Criminal Lunatics (Ireland) Act 1838
- Parliament of the United Kingdom
- Long title: An Act to make more effectual Provision for the Prevention of Offences by Insane Persons in Ireland.
- Citation: 1 & 2 Vict. c. 27

Dates
- Royal assent: 11 June 1838

Other legislation
- Amended by: Statute Law Revision Act 1874 (No. 2)

= Criminal Lunatics (Ireland) Act 1838 =

Act of Parliament of the United Kingdom

The Criminal Lunatics (Ireland) Act 1838 (Note: The citation of this Act by this short title was authorised by the Short Titles Act 1896, section 1 and the first schedule. Due to the repeal of those provisions it is now authorised by section 19(2) of the Interpretation Act 1978.) (1 & 2 Vict. c. 27) was an act of Parliament in the United Kingdom, signed into law on 11 June 1838. It was one of the Lunacy (Ireland) Acts 1821 to 1890. (Note: The Short Titles Act 1896, section 2(1) and Schedule 2.)

==Provisions==
The act provided that when a person was detained under circumstances suggesting that they were of deranged mind and had the intention of committing a crime, then two justices were empowered to call in a physician to examine the suspect. If the physician determined that the person was a "dangerous lunatic" he could be committed to jail, until either discharged by order of two justices or removed to a lunatic asylum by order of the Lord Lieutenant.

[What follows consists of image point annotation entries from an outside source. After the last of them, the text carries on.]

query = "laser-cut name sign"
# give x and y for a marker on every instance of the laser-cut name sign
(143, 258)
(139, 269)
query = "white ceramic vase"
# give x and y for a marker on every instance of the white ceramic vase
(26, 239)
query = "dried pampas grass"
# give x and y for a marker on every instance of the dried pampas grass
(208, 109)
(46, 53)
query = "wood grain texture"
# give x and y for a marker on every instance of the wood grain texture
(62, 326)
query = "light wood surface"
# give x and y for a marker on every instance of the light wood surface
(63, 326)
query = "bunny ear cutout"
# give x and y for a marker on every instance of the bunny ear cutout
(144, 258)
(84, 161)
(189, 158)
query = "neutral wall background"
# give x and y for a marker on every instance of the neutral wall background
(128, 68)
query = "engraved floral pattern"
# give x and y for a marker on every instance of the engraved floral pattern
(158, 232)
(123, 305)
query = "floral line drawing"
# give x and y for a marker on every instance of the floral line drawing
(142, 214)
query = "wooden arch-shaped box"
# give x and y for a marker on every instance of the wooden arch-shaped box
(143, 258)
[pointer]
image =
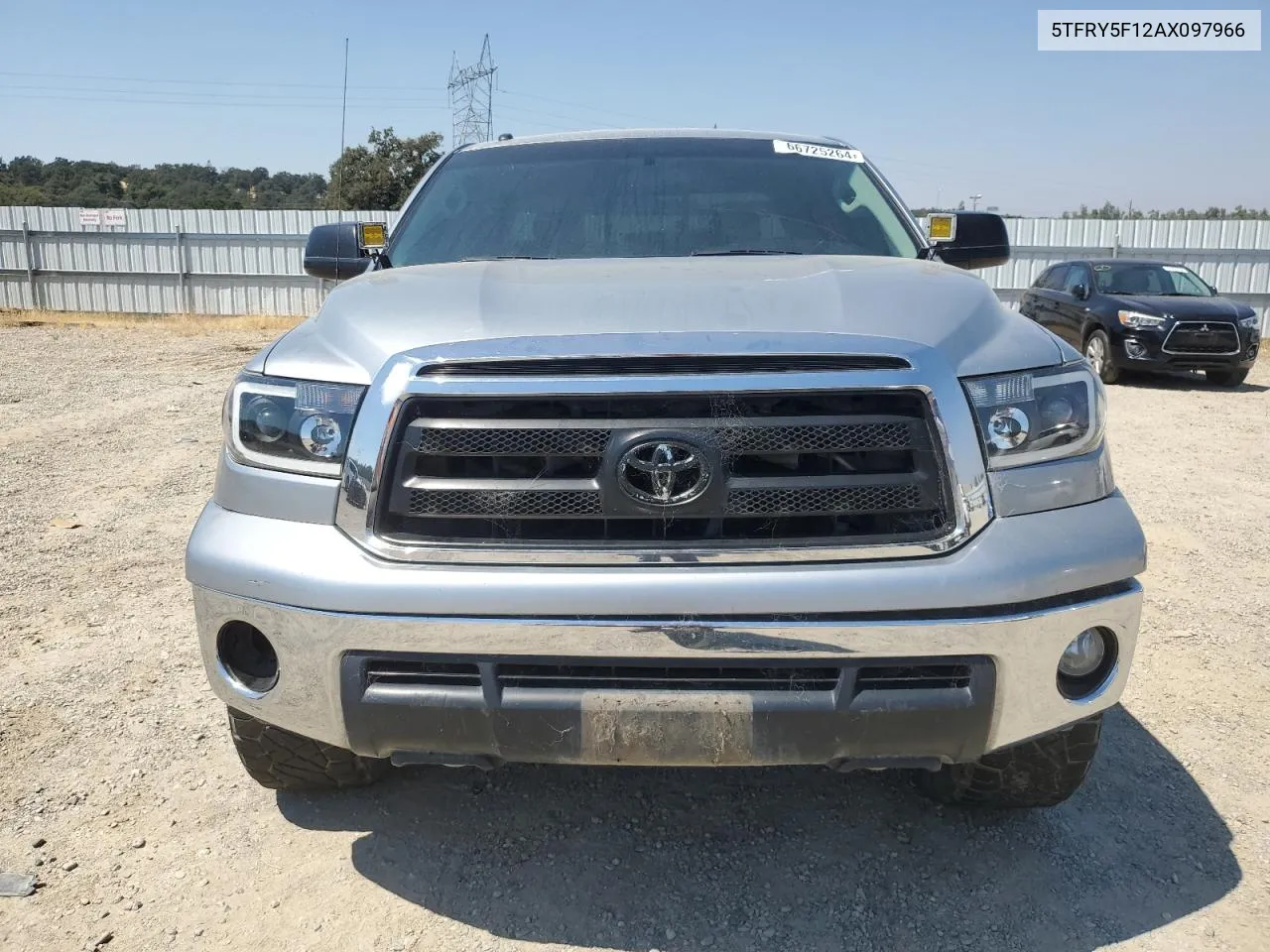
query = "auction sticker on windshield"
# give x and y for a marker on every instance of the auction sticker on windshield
(842, 155)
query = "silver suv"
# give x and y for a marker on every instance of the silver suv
(667, 448)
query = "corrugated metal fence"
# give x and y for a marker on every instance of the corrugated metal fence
(245, 262)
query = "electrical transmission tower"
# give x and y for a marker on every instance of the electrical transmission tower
(471, 99)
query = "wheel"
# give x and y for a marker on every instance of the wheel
(1097, 352)
(1040, 772)
(280, 760)
(1225, 379)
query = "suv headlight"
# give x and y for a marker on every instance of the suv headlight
(290, 424)
(1038, 416)
(1138, 320)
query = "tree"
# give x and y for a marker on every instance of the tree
(380, 177)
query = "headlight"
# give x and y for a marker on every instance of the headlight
(1135, 318)
(289, 424)
(1028, 417)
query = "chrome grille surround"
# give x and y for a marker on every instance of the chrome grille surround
(1224, 338)
(408, 376)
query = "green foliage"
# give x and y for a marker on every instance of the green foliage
(380, 177)
(28, 180)
(1114, 212)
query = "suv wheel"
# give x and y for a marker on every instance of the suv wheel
(1225, 379)
(280, 760)
(1097, 352)
(1040, 772)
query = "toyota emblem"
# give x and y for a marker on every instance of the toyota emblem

==Role of Lord Lieutenant==
The Lord Lieutenant was given the power to direct persons under a sentence of imprisonment or transportation be placed in a lunatic asylum, to remain there until certified of sound mind by two physicians, when the Lord Lieutenant could direct their removal. Additionally, he was given a similar power in regard to persons committed for trial.